One way to save money is to think double. If you're going to run the oven, especially on a hot day when the oven use is going to push up the AC bill, don't run it just for a single item.

In the simplest form, if you are putting a chicken, turkey, or roast in the oven, put the vegetables in with it. My mother always added potatoes, carrots, onions, and, sometimes, mushrooms to the broth surrounding a roast. And frankly, those were some of the best vegetables I've ever had. But it also saves on extra dishes and pans and saves the energy that would be used to cook those vegetables on the stove top or in the microwave. You can bake potatoes in the oven while other things cook as well, which saves the cost of microwaving them (and I like them oven-roasted myself).

Even better, put some bread or a cake in the oven to bake at the same time, and get twice the use from the electricity. For example, tonight I have a casserole baking in the oven, and I put in some bread to bake at the same time, essentially getting the bread baked for free.

Another approach to this is to cook up a lot at once to freeze. We do this regularly, mostly with meats. If we buy a lot of chicken on sale, it gets baked in the oven all at once, and most of it is then cooled, cut up, and frozen for future meals. I also roast two or three packages of hot dogs in the oven at the same time to freeze for my lunches. But if you like homemade breads, you can bake several loaves of bread at the same time, especially if you have a larger family.

But don't limit this idea to saving on energy while cooking. Buying something new? Think multi-use, like a swiss army knife (but don't get suckered into buying a gadget that does a dozen things, but all of them poorly). Decide whether getting a specialized gadget is really necessary for you with two questions: Does it really work much better than an ordinary hammer, or whatever? And will you use it often enough to make it worth the investment?

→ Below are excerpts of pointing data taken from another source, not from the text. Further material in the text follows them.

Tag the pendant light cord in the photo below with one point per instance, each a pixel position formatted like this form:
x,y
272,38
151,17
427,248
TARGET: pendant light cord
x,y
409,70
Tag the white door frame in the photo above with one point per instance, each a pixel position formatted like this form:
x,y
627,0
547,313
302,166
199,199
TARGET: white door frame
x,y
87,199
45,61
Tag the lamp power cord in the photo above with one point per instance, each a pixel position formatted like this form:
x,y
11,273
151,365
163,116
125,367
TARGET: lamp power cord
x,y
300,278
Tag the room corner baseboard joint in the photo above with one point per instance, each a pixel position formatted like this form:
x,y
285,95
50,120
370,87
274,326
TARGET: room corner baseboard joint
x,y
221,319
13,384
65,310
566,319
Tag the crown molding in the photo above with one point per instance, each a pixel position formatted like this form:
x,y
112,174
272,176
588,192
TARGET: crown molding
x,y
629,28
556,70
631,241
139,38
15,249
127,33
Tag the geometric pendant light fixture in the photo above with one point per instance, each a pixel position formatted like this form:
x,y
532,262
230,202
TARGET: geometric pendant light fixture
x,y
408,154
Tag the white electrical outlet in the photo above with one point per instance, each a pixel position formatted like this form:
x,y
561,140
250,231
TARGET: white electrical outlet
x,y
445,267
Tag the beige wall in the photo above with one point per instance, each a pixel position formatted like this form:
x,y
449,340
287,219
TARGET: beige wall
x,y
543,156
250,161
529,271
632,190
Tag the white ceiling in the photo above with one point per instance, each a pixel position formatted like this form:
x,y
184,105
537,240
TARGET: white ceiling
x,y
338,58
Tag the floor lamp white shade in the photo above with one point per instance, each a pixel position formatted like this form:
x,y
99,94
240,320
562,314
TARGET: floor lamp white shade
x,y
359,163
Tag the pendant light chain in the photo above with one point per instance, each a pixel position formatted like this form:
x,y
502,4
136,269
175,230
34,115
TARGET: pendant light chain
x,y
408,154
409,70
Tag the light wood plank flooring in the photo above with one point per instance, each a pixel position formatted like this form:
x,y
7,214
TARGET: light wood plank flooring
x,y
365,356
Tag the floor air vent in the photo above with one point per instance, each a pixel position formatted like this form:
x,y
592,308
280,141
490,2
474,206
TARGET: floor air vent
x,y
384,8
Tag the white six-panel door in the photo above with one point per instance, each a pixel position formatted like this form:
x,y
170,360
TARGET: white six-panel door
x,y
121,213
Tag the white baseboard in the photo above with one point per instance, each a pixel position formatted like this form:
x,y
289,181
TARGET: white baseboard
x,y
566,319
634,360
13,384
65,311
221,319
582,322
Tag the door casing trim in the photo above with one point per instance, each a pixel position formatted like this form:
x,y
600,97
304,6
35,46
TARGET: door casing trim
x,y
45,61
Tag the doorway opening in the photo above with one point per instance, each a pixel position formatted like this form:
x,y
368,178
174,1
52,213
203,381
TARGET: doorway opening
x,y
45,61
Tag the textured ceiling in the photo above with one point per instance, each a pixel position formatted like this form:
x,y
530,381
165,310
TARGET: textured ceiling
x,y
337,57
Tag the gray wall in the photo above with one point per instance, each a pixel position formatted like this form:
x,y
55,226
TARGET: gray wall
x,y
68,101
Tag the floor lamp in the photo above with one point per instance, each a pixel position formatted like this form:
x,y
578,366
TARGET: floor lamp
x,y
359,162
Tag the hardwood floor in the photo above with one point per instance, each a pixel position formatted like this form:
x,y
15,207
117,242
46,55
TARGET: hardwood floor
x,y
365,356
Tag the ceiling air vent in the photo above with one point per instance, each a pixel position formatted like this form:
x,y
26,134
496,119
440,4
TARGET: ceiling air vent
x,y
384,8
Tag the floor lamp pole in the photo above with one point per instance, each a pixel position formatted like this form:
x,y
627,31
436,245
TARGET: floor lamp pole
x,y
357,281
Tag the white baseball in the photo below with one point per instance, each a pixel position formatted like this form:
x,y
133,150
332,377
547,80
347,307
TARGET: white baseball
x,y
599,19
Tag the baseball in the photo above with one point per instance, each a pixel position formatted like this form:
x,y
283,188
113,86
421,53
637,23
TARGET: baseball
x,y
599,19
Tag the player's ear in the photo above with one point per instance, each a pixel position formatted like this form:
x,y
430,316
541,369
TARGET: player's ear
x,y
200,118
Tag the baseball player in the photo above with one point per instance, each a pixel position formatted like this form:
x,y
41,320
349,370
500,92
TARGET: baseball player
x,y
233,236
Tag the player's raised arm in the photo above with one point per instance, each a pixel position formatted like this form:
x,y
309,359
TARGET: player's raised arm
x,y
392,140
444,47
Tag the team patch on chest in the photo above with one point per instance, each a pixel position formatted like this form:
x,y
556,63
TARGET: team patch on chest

For instance, a special mallet with spikes for pounding meat DOES work better at tenderizing than pounding it with an ordinary weight of some sort. But if you're only going to use it once every 2 or 3 months, is it really worth the extra cost and storage space? The same for a double boiler (sp?). Yes, the fancy thing works best. But you can nestle a metal bowl over a couple of inches of water in a sauce pan and do about the same thing, and the metal bowl and sauce pan can be used for lots of other things. However, we've found spending the extra $2 or $3 to get a real corkscrew is MUCH easier than trying to remove a cork with the one that's part of the bottle opener.


Portia said...

I never use my double boiler bowl as a double boiler if that makes sense. It is too deep for the pot, in my opinion, so I use a smaller bowl. And, really, I use the microwave for melting things like chocolate and butter.

When I am using my gas grill for a whole chicken (keeps the house cooler) I like to cook an acorn squash on it, too. Two for one so to speak.

Dawnfire said...

We were shown the bowl trick by one of our foodie friends who used it for much the same reason herself. And I so wish I could have a grill, I love grilled meat and vegetables.